Form when $t \rightarrow +\infty$

With $u:=1-2 \lvert z \rvert$, we use (the $o$ notation is in $+\infty$ here) that $\cosh(u/t)=1+u^2/(2t^2)+o(1/t^2)$ and $1/\sinh(1/t)=t-1/(6t)+o(1/t)$ so:

\[\begin{align*} \cosh(u/t)/\sinh(1/t) =& (1 + u^2/(2t^2) + o(1/t^2))(t - 1/(6t) + o(1/t)) \\ =& (t - 1/(6t) + o(1/t)) + u^2/(2t) \\ =& t + (1/6)(3u^2-1)/t + o(1/t). \end{align*}\]

Hence $Z_t f_{\sigma}(z) = (1/6)(3u^2-1) + o(1)$. Replacing $u$ by its value, we obtain that: $\lim_{t \rightarrow +\infty} Z_t f_{\sigma}(z) = 2 z^2-2 \lvert z \rvert + 1/3$ for $z \in [-1/2, 1/2)$.

Form when $t \rightarrow 0$

The convergence to $0$ is straightforward using the definitions of $\sinh$ and $\cosh$.

Roots

For $z \in [-1/2, 1/2)$, we have $Z_t f_{\sigma}(z) = 0$ when $\cosh(u/t) = t \sinh(1/t)$. The final form is obtained by taking the inverse function $\cosh^{-1}(x) = \log (x + \sqrt{x^2 -1})$ and using $\pm z = (1-u)/2$.

We consider the smallest positive root $z_0$ in the following (the negative is also a root, along with the translations by $1$).

When $t \rightarrow 0$, we use $\cosh(u/t) \sim \exp(u/t)$ and $\sinh(1/t) \sim \exp(1/t)$ to get $z_0 \sim - t \log{t}/2$.

When $t \rightarrow +\infty$, the development is $z_0 = 1/2-1/(2\sqrt{3}) - 1/(180 \sqrt{3} t^2) + o(1/t^2)$, giving in particular the limit $z_0 \rightarrow_{t \rightarrow +\infty} = 1/2-1/(2\sqrt{3})$.

As before, the normalized sum $Z_t f_{\sigma}(z)$ does not depend on $\sigma$ (given $t$ and $z$).

Restricting on the single period $z \in [-1/2, 1/2)$, we observe in the following video:

(left) the mapping $z \mapsto Z_t f_{\sigma}(z)$ over time, with marked points for $z=-1/2$ (blue), $\pm z=1/2-1/(2\sqrt{3}) \approx 0.211$ (green), $\pm z= 1/2-1/\sqrt{6} \approx 0.092$ (yellow) and $z=0$ (gray); we observe a mostly increasing shape that converges to a quadratic function,
(center) the mapping $t \mapsto Z_t f_{\sigma}(z)$ for the $6$ previous marked points over time; the points $z$ have been selected to converge for large $t$ to $-1/6$, $0$, $1/6$, $1/3$ respectively; we observe a decreasing function for the blue curve, an increasing function for the gray curve, while intermediate curves decrease before increasing,
(right) the functions $(t, z) \mapsto \pm \left[ 1/2 - (t/2) \cosh^{-1}(t \sinh(1/t)) \right]$ represented by two gray lines and corresponding to the points were $Z_t f_{\sigma}(z) = 0$. The inner gray region corresponds to $Z_t f_{\sigma}(z) \geq 0$, while the outside verifies $Z_t f_{\sigma}(z) \leq 0$. We observe as expected that the green points $\pm z_0$ approach the frontier of the region when $t \rightarrow +\infty$.

Additional videos (click to expand).

Mapping $t \mapsto Z_t f_{\sigma}(z)$ over space.

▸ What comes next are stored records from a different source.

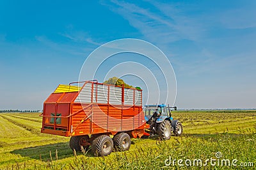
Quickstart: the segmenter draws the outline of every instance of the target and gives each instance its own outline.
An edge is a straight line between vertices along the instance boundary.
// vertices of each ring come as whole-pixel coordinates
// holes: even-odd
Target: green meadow
[[[94,157],[90,149],[74,153],[68,137],[41,134],[39,114],[0,114],[0,169],[256,168],[256,111],[173,111],[182,136],[132,139],[129,151],[104,157]],[[193,164],[198,159],[202,164]],[[227,159],[230,165],[221,164]]]

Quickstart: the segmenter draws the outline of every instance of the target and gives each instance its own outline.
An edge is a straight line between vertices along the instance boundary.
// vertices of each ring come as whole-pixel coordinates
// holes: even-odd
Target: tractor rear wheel
[[[87,150],[89,148],[90,143],[88,135],[76,135],[72,136],[70,140],[69,141],[69,146],[71,150],[74,151],[75,150],[76,151],[82,151],[82,148],[84,150]]]
[[[93,141],[92,144],[92,150],[96,157],[109,155],[112,152],[113,148],[113,140],[107,135],[98,136]]]
[[[173,134],[176,136],[181,135],[183,132],[183,127],[181,122],[178,120],[172,122],[172,126],[173,128]]]
[[[158,125],[158,135],[162,140],[168,140],[171,137],[172,127],[170,121],[164,120]]]
[[[118,151],[127,151],[131,146],[131,137],[124,132],[118,134],[113,138],[114,147]]]

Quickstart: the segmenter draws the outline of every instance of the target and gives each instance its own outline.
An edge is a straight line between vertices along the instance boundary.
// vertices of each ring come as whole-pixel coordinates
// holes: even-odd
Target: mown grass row
[[[13,118],[19,118],[19,119],[22,119],[22,120],[28,120],[28,121],[34,121],[34,122],[37,122],[37,123],[42,123],[42,118],[40,120],[36,120],[35,118],[28,118],[28,117],[25,117],[24,116],[13,116],[13,115],[8,115],[9,116],[13,117]]]
[[[147,143],[136,144],[134,149],[125,152],[115,152],[105,157],[89,157],[86,155],[77,155],[68,158],[59,160],[58,151],[49,152],[49,160],[44,162],[29,162],[14,164],[11,168],[26,168],[43,169],[244,169],[240,167],[241,162],[256,162],[256,135],[255,132],[248,132],[243,134],[212,134],[204,138],[193,135],[184,135],[175,137],[175,140],[163,141],[157,144],[154,140],[146,139]],[[222,157],[219,158],[237,159],[237,166],[212,166],[209,162],[205,164],[207,159],[211,158],[218,160],[217,152],[221,152]],[[170,158],[171,164],[169,165]],[[175,164],[173,160],[176,159]],[[178,165],[177,160],[182,159],[200,159],[202,166],[193,164],[187,166]],[[167,161],[165,161],[168,160]],[[166,162],[167,164],[166,164]],[[13,166],[14,166],[14,167]],[[8,169],[7,168],[7,169]],[[255,169],[255,167],[248,167]]]
[[[36,128],[33,127],[30,127],[28,125],[24,125],[24,123],[20,123],[19,121],[15,121],[13,119],[12,119],[10,118],[8,118],[8,116],[7,116],[7,115],[0,115],[0,116],[6,120],[8,120],[8,121],[13,123],[15,125],[17,125],[19,127],[22,127],[24,128],[25,128],[26,130],[29,131],[29,132],[32,132],[33,133],[35,134],[38,134],[38,135],[40,135],[40,132],[38,130],[38,129],[36,129]]]
[[[227,122],[187,126],[184,129],[183,136],[172,137],[166,141],[159,143],[154,138],[132,139],[129,151],[114,152],[108,157],[100,158],[92,157],[90,151],[86,154],[74,154],[69,148],[69,139],[67,137],[35,134],[33,130],[40,132],[38,127],[40,123],[15,118],[20,117],[21,114],[0,114],[0,123],[12,125],[11,128],[15,132],[13,135],[16,132],[24,132],[26,135],[20,137],[17,143],[0,140],[4,141],[2,143],[2,148],[0,147],[0,169],[186,169],[186,166],[180,167],[177,164],[166,166],[164,160],[169,156],[176,159],[202,158],[205,160],[211,157],[215,158],[217,151],[221,151],[223,158],[236,158],[239,162],[254,161],[255,167],[256,118],[251,114],[254,115],[255,112],[250,112],[246,117],[241,116],[244,113],[237,112],[236,114],[239,115],[230,117]],[[177,116],[173,112],[174,116]],[[188,116],[188,112],[177,114],[179,116]],[[202,119],[198,114],[207,117],[205,112],[193,114],[196,114],[194,116],[197,118],[195,121]],[[223,117],[221,115],[220,120],[226,119],[226,115]],[[4,119],[3,116],[7,119]],[[32,117],[29,118],[33,119]],[[209,118],[211,118],[210,115]],[[216,118],[210,120],[216,121]],[[24,127],[33,130],[28,131]],[[3,130],[7,139],[10,137],[8,130],[8,128]],[[216,169],[237,167],[243,169],[241,167],[227,166]],[[201,167],[202,169],[214,168],[211,166]],[[199,168],[192,166],[189,169]]]

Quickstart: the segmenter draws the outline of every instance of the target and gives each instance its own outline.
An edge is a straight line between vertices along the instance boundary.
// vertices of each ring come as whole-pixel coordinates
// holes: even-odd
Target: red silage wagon
[[[74,83],[83,86],[71,85]],[[92,146],[99,156],[110,154],[113,148],[128,150],[131,137],[141,137],[148,128],[141,89],[97,81],[59,85],[44,103],[42,116],[42,133],[71,136],[72,150]]]

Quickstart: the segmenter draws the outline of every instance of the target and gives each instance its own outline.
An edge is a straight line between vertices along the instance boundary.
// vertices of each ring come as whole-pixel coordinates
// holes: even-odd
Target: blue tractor
[[[145,119],[150,125],[150,135],[158,135],[162,140],[170,139],[172,134],[180,135],[182,125],[179,120],[173,120],[172,109],[176,107],[169,107],[164,104],[147,105],[144,108]]]

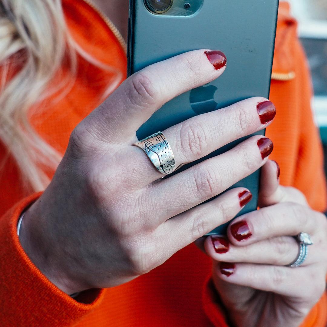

Note that the colors of this video are not linked with the colors of the previous video, and the colors correspond to $t \in \lbrace 0, 1/8, 1/4, 1 \rbrace$. We observe as before that, when $t$ is large, $Z_t f_{\sigma}(z) = 0$ for $z_0=1/2-1/(2\sqrt{3}) \approx 0.21$. For this value, the function decreases until a certain $t_0$ before increasing. Additionally, $z_0' \approx 0.24$ seems to be the smallest positive value for which the function is always decreasing. We compute next the derivative w.r.t time to obtain those values.

We have, for $z \in [-1/2, 1/2)$, using $u = 1-2 \lvert z \rvert$,

\[\begin{align*} \partial{Z_t f_{\sigma}}/\partial{t}(z) =~&\cosh(u/t)/\sinh(1/t) - (u/t)\sinh(u/t)/\sinh(1/t)\\ +& (1/t)\cosh(1/t) \cosh(u/t)/ \sinh^2(1/t) - 2t. \end{align*}\]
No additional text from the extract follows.